描述（由申请人提供）： 摘要：鞘磷脂（SM）是血浆和细胞膜中的主要脂质成分之一。血浆SM水平是冠状动脉疾病的独立危险因素，是清除动脉粥样硬化后残留颗粒的标志物。因此，SM水平对脂蛋白代谢具有临床上重要的影响。此外，SM，胆固醇和糖磷脂的相互作用驱动质膜脂质筏的形成。众所周知，许多受体和转运蛋白都位于这些富含SM的区域，并介导了重要的细胞功能，例如胆固醇外排，脂蛋白分泌和降解以及炎症反应。所有这些功能很可能会影响动脉粥样硬化的发展。此外，我们发现，在小鼠模型中，血浆和组织SM的减少以及伴随减少动脉粥样硬化可以通过药理学抑制SM生物合成来实现。这是通过抑制丝氨酸棕榈酰转移酶（SPT）来完成的，这是SM生物合成的关键酶。但是，必须阐明该反应中涉及的机制。
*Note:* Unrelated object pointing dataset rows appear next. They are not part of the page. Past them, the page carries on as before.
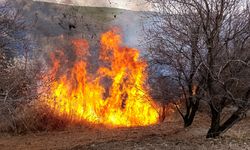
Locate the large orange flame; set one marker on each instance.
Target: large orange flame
(80, 95)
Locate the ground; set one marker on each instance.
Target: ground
(167, 135)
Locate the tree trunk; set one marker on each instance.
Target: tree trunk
(191, 112)
(214, 130)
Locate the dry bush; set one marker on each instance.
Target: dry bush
(20, 109)
(33, 118)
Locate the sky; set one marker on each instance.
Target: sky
(136, 5)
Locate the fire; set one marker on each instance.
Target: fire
(79, 95)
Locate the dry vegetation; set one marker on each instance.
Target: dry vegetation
(167, 135)
(27, 124)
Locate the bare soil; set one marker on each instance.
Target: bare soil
(167, 135)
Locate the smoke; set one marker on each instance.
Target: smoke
(136, 5)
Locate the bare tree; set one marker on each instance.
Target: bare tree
(207, 44)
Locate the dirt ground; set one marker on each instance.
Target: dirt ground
(168, 135)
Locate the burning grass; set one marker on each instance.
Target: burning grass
(78, 95)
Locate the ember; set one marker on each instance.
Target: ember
(79, 95)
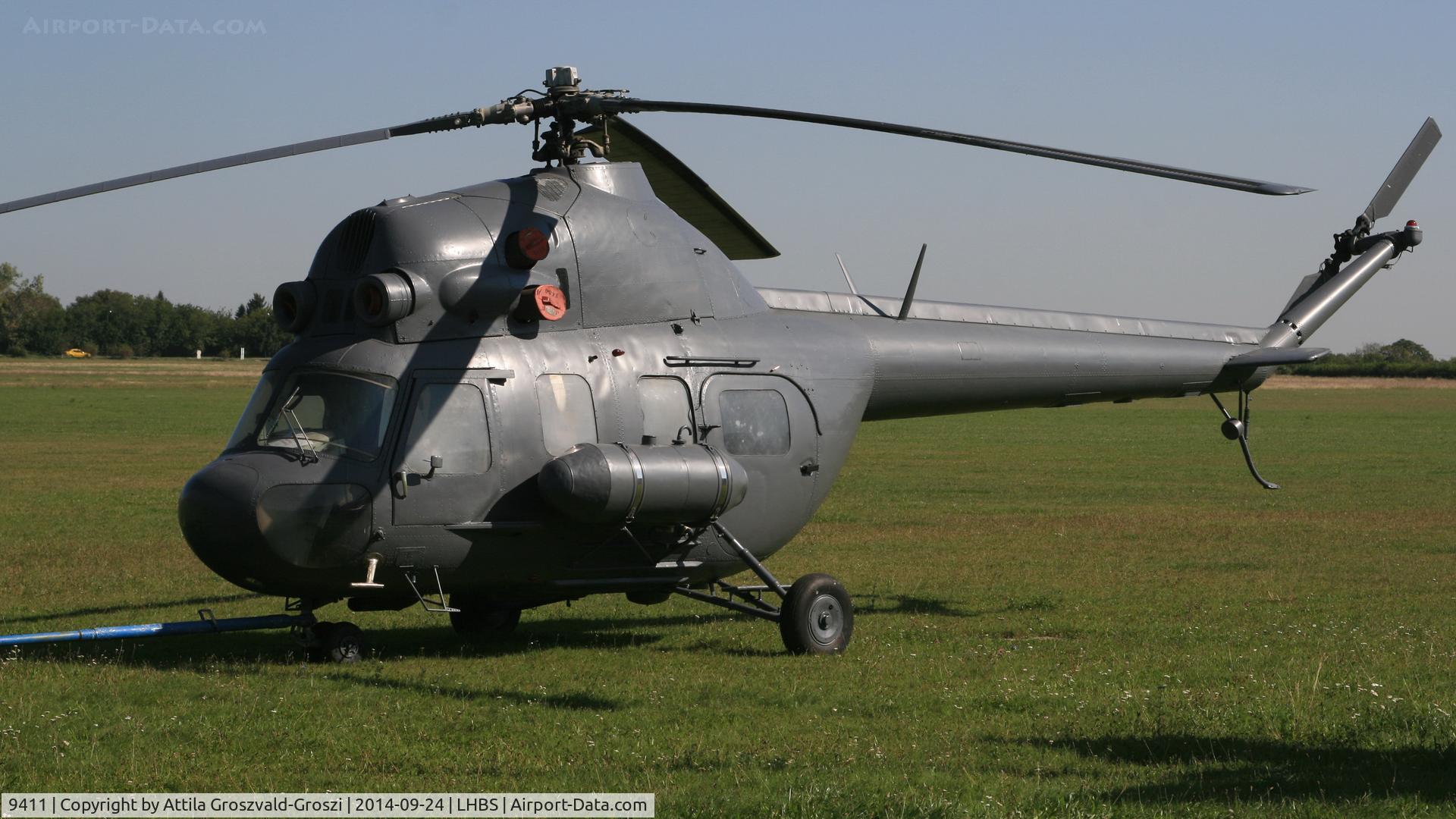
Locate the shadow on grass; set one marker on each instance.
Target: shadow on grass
(1235, 768)
(573, 701)
(874, 604)
(127, 608)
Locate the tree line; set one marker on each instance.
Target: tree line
(109, 322)
(1398, 359)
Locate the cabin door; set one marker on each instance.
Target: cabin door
(440, 474)
(766, 425)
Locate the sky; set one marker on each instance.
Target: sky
(1318, 95)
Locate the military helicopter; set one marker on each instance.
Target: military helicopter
(535, 390)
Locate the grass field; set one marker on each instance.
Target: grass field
(1084, 611)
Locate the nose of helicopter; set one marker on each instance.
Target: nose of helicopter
(218, 518)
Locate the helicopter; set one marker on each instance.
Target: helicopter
(529, 391)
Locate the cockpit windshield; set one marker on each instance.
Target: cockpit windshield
(321, 413)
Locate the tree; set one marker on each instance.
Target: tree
(1407, 350)
(31, 319)
(258, 333)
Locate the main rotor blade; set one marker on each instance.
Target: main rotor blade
(446, 123)
(628, 105)
(1404, 171)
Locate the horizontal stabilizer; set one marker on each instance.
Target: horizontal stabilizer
(1274, 356)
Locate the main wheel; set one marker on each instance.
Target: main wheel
(343, 643)
(817, 617)
(479, 620)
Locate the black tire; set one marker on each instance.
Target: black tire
(482, 621)
(312, 640)
(343, 643)
(817, 617)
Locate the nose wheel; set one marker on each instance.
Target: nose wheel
(817, 617)
(334, 642)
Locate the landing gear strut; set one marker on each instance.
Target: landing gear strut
(814, 617)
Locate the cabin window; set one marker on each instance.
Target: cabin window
(568, 416)
(756, 422)
(666, 409)
(449, 422)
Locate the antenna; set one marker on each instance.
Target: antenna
(915, 279)
(852, 289)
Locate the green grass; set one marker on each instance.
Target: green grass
(1084, 611)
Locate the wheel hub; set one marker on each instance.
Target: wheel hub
(826, 620)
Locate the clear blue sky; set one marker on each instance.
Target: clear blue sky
(1321, 95)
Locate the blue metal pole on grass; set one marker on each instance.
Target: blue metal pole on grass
(206, 626)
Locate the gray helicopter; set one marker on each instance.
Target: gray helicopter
(533, 390)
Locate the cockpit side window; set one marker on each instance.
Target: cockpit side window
(343, 414)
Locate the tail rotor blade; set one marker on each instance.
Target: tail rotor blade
(1404, 171)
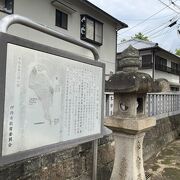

到目前为止，所有发现都强调，如果我们要探索SPT缺乏症与SM代谢之间的关系以及SPT缺乏症和动脉粥样硬化，则需要更好地了解SM代谢。 SPT由两个亚基SPTLC1和SPTLC2组成（SPTLC3是SPTLC2的可能替代方法）。 SPTLC2平行SPT活性的表达水平，但SPTLC1的表达水平没有。总体假设：SPTLC2缺乏介导的循环中的SM降低，质膜会产生抗动脉粥样硬化状态。主要重点：使用肝和巨噬细胞特异性SPTLC2缺陷方法来操纵SPT活性，以操纵血浆和细胞质膜中的SM水平。这很重要，因为肝脏和巨噬细胞对动脉粥样硬化的发展做出了重要贡献。有两个具体的目的：目标1。评估肝脏SPTLC2缺乏对等离子体SM代谢和动脉粥样硬化的影响，并旨在研究巨噬细胞SPTLC2缺乏对膜SM代谢和动脉粥样硬化的影响。该建议将使我们能够确定肝和巨噬细胞SPT活性对SM代谢和动脉粥样硬化的贡献，并评估SPT作为动脉粥样硬化治疗的治疗靶点。